According to estimates issued by the IEA (International Energy Agency) World Energy Outlook, the global economy will grow by 150% between now and 2040. This will involve a surge in energy demand, which has already grown by 70% over the last 30 years and is expected grow a further 45% between now and 2030. These figures are obviously of keen interest to the sanitaryware industry, especially as regards the firing process, where major companies are leading the way in developing more efficient, less energy-hungry processes that ultimately have less impact on both the environment and production costs.
This field constitutes the core business of Sacmi–Riedhammer which, thanks to decades of research and unparalleled expertise in the sanitaryware firing field, has developed both a technology and a management system to ensure an efficient firing process. The Riedhammer system has four ‘pillars’: the first, 3D mapping of the firing process (EEE, energy-efficient engineering), which allows detailed 3D simulation of the crucial steps of the production process and the creation – during the development phase – of cutting-edge design solutions for each individual detail.

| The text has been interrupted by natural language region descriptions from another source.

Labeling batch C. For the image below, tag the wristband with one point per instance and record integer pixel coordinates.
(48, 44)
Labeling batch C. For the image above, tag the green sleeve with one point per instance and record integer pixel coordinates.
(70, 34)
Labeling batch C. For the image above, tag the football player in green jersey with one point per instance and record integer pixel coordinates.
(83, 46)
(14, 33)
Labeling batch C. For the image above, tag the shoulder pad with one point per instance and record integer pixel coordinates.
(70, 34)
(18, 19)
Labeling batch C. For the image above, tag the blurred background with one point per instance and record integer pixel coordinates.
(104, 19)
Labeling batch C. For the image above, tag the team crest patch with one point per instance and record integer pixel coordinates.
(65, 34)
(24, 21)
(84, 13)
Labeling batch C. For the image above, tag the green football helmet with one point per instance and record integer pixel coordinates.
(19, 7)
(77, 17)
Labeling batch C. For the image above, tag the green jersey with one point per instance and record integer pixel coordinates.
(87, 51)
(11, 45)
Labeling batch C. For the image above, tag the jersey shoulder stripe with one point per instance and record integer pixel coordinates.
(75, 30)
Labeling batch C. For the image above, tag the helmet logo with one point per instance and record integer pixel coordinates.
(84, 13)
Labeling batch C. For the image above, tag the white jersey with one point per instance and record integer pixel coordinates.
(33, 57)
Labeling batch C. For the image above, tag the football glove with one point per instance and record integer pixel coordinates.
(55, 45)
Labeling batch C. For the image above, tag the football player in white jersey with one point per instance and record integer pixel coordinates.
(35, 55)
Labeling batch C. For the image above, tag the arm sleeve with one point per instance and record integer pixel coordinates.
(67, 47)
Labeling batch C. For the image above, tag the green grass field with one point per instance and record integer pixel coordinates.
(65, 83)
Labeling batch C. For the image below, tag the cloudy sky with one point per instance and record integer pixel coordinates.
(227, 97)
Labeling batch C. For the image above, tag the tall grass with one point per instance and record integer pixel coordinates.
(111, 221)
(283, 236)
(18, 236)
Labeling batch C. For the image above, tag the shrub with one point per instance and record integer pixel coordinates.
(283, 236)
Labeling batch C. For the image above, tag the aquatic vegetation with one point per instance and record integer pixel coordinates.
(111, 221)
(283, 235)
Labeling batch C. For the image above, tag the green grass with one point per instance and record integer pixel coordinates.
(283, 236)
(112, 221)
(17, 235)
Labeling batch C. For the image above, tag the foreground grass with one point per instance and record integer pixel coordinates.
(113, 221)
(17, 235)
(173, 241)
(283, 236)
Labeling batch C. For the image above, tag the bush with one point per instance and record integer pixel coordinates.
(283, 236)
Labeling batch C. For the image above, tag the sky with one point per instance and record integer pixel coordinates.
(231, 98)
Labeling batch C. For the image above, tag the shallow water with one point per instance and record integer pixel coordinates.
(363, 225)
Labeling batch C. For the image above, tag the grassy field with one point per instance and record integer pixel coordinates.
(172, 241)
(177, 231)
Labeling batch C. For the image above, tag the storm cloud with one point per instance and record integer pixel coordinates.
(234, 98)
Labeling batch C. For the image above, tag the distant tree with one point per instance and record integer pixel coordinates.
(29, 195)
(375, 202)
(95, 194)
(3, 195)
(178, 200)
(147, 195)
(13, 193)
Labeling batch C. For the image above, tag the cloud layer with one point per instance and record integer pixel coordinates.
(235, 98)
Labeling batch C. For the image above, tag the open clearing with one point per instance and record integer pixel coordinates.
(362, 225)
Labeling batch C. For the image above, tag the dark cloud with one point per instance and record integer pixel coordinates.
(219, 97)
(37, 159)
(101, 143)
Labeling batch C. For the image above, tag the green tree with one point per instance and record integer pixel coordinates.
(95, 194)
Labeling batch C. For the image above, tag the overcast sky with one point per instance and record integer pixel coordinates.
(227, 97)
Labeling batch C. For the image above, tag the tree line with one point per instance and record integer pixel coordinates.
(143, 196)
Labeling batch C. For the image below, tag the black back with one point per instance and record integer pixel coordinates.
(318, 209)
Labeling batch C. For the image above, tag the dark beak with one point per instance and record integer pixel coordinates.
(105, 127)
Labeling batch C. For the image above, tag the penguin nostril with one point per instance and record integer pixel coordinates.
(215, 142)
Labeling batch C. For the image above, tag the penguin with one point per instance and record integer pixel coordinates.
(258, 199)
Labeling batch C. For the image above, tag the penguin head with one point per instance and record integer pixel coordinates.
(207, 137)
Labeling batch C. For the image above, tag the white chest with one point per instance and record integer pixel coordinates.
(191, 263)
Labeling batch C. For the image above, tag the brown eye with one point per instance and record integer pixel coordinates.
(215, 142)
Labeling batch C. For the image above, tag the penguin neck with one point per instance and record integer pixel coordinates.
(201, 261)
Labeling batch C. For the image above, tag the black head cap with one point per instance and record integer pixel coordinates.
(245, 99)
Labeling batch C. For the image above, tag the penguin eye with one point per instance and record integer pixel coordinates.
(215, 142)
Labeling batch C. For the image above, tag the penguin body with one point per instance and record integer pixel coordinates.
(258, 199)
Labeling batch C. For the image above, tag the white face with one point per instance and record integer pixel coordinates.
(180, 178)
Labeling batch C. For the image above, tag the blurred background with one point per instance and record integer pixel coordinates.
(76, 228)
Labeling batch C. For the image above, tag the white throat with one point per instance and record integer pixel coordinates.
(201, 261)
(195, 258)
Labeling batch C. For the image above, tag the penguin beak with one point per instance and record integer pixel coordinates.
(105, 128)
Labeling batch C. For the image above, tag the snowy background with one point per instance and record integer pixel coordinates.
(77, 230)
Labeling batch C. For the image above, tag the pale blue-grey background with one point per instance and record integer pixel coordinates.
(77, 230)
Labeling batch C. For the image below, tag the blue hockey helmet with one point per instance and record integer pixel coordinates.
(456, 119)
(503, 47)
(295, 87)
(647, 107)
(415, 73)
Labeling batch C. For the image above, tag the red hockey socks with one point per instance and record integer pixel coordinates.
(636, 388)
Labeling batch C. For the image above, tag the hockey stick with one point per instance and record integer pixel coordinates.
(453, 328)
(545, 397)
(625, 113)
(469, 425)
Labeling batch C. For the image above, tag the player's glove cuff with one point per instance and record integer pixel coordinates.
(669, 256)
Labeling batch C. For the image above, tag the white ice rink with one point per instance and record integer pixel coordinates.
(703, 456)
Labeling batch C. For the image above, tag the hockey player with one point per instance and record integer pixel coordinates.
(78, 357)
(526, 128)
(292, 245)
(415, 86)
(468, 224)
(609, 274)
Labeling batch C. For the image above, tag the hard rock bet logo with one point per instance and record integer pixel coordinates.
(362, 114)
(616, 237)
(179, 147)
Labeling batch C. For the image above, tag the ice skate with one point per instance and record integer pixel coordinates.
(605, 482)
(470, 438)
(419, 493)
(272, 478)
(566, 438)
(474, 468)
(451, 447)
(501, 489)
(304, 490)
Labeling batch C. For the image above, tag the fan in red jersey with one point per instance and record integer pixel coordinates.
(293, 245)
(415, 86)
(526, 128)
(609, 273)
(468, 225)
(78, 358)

The heart of the solution is the energy management system (EMS), version 4.0 for tunnel kilns. This boosts process energy efficiency by 90% (from 1,260 to just 660 kcal per kg of fired product); on roller hearth kilns that figure can be extended to 126% (just 543 kcal). On an annual basis, then, such benefits give the manufacturer energy savings of hundreds of thousands of Euros and cut consumption-related CO2 emissions by several million kgs. Available also in the 700–Cyber version, the EMS focuses on configuration of the burners; the gas-air mix is electronically controlled and excess heat can be harnessed for use in other stages of the manufacturing process.
Thanks to the development of the REKO burner range, Riedhammer has also considerably reduced the consumption gap between the shuttle and continuous firing processes; on one hand, this has been achieved by optimal use of heat transmission inside a special developed combustion chamber and, on the other, by developing ever-more efficient insulation to minimise heat loss in the shuttle kiln. The fourth and final pillar of the Sacmi-Riedhammer method consists of implementing effective heat recovery systems in the final firing stages when both volumes and temperatures are optimal for being channelled to other manufacturing departments such as drying and spray-drying etc.
The future? Conversion of all excess heat energy into electrical energy with the aid of cogeneration systems. A scenario that the Sacmi Group company Riedhammer is developing every day together with its capacity to engineer the firing process alongside the customer, thus meeting his specific manufacturing needs and achieving optimal system configuration.